Keep in mind, though, that the knowledge, insight, and direction you gain from counseling still must be worked out in community and not in isolation. That is why we will always approach the process with a member with holistic healing in mind involving other aspects of the church and opportunities outside the counseling room.

Are our meetings confidential?

Confidentiality for counseling with any staff member at Cross Church is defined by pastor-parishioner privilege because we are a local church, and therefore, our staff members operate as agents of the church (pastors/ministers), not agents of the state (licensed counselors.) Confidentiality is an important aspect of our counseling process. We will carefully guard the information entrusted to us.

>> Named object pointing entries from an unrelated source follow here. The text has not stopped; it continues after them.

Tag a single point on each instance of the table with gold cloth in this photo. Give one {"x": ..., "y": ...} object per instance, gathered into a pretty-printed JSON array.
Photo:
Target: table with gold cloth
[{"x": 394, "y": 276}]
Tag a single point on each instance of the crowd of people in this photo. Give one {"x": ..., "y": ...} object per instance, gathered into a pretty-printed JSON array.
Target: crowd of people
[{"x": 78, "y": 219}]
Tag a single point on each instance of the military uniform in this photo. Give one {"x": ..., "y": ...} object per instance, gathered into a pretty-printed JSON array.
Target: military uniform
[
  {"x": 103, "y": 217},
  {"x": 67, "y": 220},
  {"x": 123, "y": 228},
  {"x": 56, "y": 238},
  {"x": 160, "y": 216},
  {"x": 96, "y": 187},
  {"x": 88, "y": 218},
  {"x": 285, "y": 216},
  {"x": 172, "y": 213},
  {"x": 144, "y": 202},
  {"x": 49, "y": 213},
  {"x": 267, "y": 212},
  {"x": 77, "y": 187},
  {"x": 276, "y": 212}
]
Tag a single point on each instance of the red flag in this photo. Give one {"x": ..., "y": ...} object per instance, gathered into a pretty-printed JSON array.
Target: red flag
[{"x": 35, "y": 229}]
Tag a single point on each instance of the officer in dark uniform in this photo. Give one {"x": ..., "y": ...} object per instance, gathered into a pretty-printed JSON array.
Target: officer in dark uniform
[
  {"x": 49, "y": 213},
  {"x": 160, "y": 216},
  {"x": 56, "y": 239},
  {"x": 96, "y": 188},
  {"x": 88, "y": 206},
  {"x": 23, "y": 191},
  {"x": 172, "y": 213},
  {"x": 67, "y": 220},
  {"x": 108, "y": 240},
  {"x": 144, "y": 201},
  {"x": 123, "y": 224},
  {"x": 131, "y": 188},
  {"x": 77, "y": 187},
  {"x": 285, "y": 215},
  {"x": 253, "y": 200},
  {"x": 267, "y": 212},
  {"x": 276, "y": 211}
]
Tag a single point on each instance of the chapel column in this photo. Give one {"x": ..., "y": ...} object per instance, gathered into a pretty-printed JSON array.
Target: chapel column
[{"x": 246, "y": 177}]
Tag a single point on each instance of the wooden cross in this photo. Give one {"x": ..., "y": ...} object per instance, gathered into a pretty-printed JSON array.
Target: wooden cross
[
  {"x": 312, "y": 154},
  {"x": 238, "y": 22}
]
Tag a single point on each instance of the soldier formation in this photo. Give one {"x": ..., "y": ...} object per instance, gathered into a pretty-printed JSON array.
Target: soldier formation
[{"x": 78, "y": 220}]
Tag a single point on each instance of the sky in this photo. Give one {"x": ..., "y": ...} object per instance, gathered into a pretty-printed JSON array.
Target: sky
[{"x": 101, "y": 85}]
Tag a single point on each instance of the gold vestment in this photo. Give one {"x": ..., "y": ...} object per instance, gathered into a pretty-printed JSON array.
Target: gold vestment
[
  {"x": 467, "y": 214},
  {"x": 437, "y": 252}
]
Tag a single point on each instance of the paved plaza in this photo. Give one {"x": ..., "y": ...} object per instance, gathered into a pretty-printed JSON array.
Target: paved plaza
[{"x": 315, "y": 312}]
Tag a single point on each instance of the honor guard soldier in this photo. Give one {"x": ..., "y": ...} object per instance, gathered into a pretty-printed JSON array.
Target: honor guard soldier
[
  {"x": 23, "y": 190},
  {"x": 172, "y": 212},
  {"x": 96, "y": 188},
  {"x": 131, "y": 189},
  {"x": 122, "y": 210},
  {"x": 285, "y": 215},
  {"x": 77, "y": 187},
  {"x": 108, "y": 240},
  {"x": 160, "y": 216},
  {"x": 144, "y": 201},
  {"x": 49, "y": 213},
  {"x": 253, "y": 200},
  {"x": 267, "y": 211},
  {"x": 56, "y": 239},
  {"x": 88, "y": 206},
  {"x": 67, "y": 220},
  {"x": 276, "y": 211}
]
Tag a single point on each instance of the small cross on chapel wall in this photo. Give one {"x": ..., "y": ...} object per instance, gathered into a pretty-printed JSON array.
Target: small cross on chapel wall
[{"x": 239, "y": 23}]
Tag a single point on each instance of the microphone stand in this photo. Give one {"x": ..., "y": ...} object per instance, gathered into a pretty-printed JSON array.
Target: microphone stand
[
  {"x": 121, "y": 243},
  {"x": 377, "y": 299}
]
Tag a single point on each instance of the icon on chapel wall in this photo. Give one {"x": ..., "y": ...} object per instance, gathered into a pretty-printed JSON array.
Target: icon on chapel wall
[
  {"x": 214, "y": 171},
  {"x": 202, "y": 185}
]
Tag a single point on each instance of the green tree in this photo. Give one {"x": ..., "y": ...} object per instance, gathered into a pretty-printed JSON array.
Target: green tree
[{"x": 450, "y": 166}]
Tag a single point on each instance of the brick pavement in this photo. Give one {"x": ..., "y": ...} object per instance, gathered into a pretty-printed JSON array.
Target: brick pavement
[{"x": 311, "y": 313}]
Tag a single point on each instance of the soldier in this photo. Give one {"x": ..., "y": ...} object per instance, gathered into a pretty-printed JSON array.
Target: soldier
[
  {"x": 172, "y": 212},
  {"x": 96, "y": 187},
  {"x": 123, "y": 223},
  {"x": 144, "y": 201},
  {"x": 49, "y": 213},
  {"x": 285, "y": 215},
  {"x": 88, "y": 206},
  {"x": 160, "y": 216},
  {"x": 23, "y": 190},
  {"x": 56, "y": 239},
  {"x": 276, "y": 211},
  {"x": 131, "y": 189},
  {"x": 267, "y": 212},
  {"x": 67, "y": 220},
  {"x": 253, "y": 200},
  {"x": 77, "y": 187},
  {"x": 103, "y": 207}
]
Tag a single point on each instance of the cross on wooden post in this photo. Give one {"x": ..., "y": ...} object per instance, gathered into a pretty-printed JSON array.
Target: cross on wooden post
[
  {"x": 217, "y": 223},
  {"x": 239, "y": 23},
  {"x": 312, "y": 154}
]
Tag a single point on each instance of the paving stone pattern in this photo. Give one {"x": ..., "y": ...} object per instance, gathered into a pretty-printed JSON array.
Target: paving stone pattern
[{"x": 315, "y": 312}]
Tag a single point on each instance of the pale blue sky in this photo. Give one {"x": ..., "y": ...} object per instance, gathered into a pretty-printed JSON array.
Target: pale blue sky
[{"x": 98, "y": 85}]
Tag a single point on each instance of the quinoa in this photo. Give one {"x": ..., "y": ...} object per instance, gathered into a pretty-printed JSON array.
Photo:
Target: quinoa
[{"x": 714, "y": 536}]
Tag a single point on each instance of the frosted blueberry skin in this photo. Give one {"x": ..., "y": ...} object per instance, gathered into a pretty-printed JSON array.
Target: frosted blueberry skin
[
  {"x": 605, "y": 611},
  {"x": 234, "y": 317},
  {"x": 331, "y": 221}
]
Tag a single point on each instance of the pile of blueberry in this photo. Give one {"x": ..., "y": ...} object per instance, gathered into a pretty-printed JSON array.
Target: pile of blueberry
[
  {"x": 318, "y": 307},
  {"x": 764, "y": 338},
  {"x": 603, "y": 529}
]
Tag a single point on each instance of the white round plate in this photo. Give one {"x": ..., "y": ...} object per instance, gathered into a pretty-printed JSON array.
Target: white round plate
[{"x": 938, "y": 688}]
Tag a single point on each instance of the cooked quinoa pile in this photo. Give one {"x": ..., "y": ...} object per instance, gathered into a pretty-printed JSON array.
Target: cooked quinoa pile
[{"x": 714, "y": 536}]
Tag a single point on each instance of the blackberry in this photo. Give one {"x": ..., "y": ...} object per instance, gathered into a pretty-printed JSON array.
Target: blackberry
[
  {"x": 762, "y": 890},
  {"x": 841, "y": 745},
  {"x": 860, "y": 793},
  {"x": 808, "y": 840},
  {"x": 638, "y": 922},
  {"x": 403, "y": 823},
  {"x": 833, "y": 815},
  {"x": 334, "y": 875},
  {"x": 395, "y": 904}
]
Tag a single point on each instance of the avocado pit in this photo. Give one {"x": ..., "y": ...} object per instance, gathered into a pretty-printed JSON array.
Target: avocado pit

In formal counseling, Julie provides each counselee with a very thorough explanation of confidentiality as it pertains to his/her personal information. This is laid out in the Informed Consent to Counseling, and gone over in session before counseling ever begins. You may ask questions about this at any time during the counseling process.

In professional counseling, Living Well counselors adhere to the AACC code of ethics. They also provide each counselee with a thorough explanation of confidentiality, explained in the Informed Consent. They are required to follow HIPAA law, which protects sensitive client health information from being disclosed without the client’s consent or knowledge.

(Note for those involved with couple counseling: Because your counselor will be entrusted with information from both partners of a relationship, there is a policy of “No Secrets”, which means that your counselor cannot promise to protect secrets of one partner from the other, especially if the secret is harmful or destructive to the process of the counseling itself or undermines the agreed-upon intention of the counseling.)


  1. Pastoral interactions are not exclusively problem-focused because you will talk to your pastor about more than just your struggles, and live in community together. Formal & Professional counseling provide an intentional relationship predicated upon overcoming a challenge or navigating a life transition.
  2. Pastors offer ongoing relationships that grow and change throughout time. Formal & Professional counseling offer a more structured, short-term relationship. When your counseling goals are met, your relationship with your counselor ceases, but your relationship with your pastors continue.
  3. Pastoral relationships are mutually beneficial. A relationship with a counselor is singularly beneficial – the relationship exists to benefit the counselee.
  4. Pastors speak out of personal experience and biblical principles; counselors speak out of biblical principles and advanced training. Pastors are not expected to know “best practices” for various life struggles. Their criteria for ministry qualification is based upon character and doctrine more than counseling competence. Counselors have been formally trained and hold advanced degrees. Many of the pastors are seminary-trained and hold master’s degrees in various theological fields.
  5. Pastors adhere to informal relational protocols. Counselors adhere to formal relational protocols. Conversations with pastors occur in church hallways, on the phone, or in a small group settings, among other places. Conversations with counselors are by appointment only, held in an office, and adhere to special confidentiality principles. In addition, the process with counselors includes an Informed Consent, intake forms, and fee for service. There is no charge for informal pastoral guidance, no paperwork involved, time and place are flexible, and there is not necessarily a structure to the process.
  6. The content (biblical substance) of the interaction with a member of our ministry team and counselors should be very similar. Both forms of care are “ministry”; they are Bible-based forms of care intended to navigate the challenges of life with the hope of the Gospel in order to experience the full life God intends. However, the nature of the relationship is different between our pastoral team and counselors. Pastoral counsel is informal, based on life experience, and open-ended. Counselors provide guidance based on particular training and is a short-term, goal-focused relationship.